Women account for growing share in informal economy
NATHIAGALI: Around 73 percent of Pakistan’s workforce is employed in the informal economy and women, who are mostly engaged in low-paid jobs, have a growing share in the sector, a rights activist said.
“The home-based and the domestic workers are the most underprivileged groups of the informal sector who continue to suffer in the absence of policies,” said Munawar Sultana, who heads the International Labour Organisation’s (ILO) project ‘Gender Equality for Decent Employment’.
Sultana, addressing a two-day moot on “Women in the Informal Economy: Recognising the Invisible Hands”, said the project has engaged a proactive and committed group of parliamentarians, who can voice the issues and suggest actions in the parliament, support developing relevant legislations and lobby with the relevant authorities for the endorsement and approval of legislation and oversee the process of implementation.
The ILO organised the moot on May 27 and 28.

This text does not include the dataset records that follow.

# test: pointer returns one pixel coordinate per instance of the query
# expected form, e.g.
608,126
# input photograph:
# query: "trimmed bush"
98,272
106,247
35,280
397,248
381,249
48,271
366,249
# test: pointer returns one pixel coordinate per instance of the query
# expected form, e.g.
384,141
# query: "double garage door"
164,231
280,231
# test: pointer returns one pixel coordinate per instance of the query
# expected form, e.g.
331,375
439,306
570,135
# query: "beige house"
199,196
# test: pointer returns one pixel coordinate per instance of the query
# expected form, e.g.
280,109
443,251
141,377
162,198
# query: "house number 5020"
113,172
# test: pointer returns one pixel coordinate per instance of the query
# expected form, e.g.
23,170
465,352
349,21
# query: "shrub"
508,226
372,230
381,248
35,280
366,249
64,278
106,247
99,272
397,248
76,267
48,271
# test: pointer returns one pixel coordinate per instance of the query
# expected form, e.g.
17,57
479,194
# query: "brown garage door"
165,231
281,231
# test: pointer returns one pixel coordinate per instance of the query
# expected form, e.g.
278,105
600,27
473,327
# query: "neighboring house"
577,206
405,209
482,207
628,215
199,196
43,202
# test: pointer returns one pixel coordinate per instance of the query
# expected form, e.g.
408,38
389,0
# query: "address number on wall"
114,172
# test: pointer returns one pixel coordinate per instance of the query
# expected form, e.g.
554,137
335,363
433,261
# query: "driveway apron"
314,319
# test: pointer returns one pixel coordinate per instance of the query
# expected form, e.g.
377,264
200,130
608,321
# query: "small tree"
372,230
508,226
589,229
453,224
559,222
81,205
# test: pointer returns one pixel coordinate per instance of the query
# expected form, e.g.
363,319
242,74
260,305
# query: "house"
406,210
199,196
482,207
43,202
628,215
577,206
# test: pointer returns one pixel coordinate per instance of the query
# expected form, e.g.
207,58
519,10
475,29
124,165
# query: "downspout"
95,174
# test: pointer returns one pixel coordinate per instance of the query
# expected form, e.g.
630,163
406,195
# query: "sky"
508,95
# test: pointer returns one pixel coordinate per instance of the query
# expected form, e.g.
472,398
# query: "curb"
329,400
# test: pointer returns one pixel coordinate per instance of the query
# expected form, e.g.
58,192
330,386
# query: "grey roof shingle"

Shahrayar Afridi, a member of National Assembly from Khyber Pakhtunkhwa said lawmakers must strive to secure the rights of informal sector’s workers as they are instrumental in getting the public issues resolved.
“They shall set aside their mutual differences, overcome party differences and launch collective struggle to achieve this end,” said Afridi.
A diverse group of parliamentarians, belonging to both treasury and opposition members, attended the event.
The main objective of the activity was to sensitise and engage public representatives in the legislature in a way that they become custodians of the rights of the informal workforce.
Another lawmaker Dr Shazia Sobia said that she had seen the miseries of female agriculture workers who had to work hard in the fields, even during their pregnancies, and treated them. “I’ve provided medical care to children who had suffered from diseases due to excessive exposure to pesticides and other toxic materials,” Sobia said. “Special efforts shall be made to save these people from such hazards.”
A parliamentarian Malik Uzair Awan said trainings for domestic workers have been launched under the Prime Minister’s Youth Programme in the selected districts.
Awan said minimum wage issue has been discussed several times, “but there is very little debate around the need to limit maximum working hours.”
The parliamentarians said they have a better understanding of the issues faced by women in the informal economy after attending the discussion. They vowed that they would raise these issues in the houses and get them recognised in the parliament in the form of questions, bills, adjournment motions and post-budget speeches.
There was also a consensus among the participants that similar consultations would be organised in the provinces. Labour is a provincial subject and the real push would come from there, they said.